Android also changes the row ID of a contact many times as stated in the official docs. So how can we uniquely identify them like lookup uri and if not then we have to put observer for that also.
So I want to know whether the above is correct? And in the case a contact is added will it be added to the last row of cursor or not means if I check the last row of system database for contacts will it give me the contact added or not.
Let me explain as much as I could. Basically your policy looks pretty good, but actually it is bit more complex than you thought.
On Android, a contact can be associated with several raw contacts, which may be provided from many data providers, such as Google, Facebook, Skype and so on. For example, if one of your friends in your local contacts is also using Skype, there are two raw contacts existing separately in ContactContracts.RawContacts, but they will be aggregated automatically and show up just as one contact when you query to ContactsContract.Contacts.
That is also why it's hard to identify a contact uniquely, because you can split or join them anytime you want. LOOKUP_KEY isn't very handy for this case.

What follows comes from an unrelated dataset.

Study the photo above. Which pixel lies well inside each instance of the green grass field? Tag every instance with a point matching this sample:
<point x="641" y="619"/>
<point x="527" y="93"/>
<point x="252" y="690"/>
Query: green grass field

Many apps except Google only provide a one-way sync, i.e. only from service to contacts, so they are read-only. In this case, the deleted flag will not be used and simply deleted during their synchronization process. Thus, you can not simply rely on the flag.
Though there isn't a good simple solution, I guess it's much easier to achieve what you want, if you observe for a specific RawContacts, not Contacts. Hope this helps your understanding.
I think the best practice is to monitoring whenever a contact has aggregate to another one and identify them by the contactName, not the _ID or CONTACT_ID.
Take a look at this possibly contacts operations:
Insert
A Contact cannot be created explicitly. When a raw contact is inserted, the provider will first try to find a Contact representing the same person. If one is found, the raw contact's CONTACT_ID column gets the _ID of the aggregate Contact. If no match is found, the provider automatically inserts a new Contact and puts its _ID into the CONTACT_ID column of the newly inserted raw contact.
Update
Only certain columns of Contact are modifiable: TIMES_CONTACTED, LAST_TIME_CONTACTED, STARRED, CUSTOM_RINGTONE, SEND_TO_VOICEMAIL. Changing any of these columns on the Contact also changes them on all constituent raw contacts.
Delete
Be careful with deleting Contacts! Deleting an aggregate contact deletes all constituent raw contacts. The corresponding sync adapters will notice the deletions of their respective raw contacts and remove them from their back end storage.
Query
If you need to read an individual contact, consider using CONTENT_LOOKUP_URI instead of CONTENT_URI.
If you need to look up a contact by the phone number, use PhoneLookup.CONTENT_FILTER_URI, which is optimized for this purpose.
If you need to look up a contact by partial name, e.g. to produce filter-as-you-type suggestions, use the CONTENT_FILTER_URI URI.
If you need to look up a contact by some data element like email address, nickname, etc, use a query against the ContactsContract.Data table. The result will contain contact ID, name etc.
The problem, though, is that you could have two 'Phillip Morris' in your contact list that aren't the same person.
For further information, see this section of Android Classes Documentation.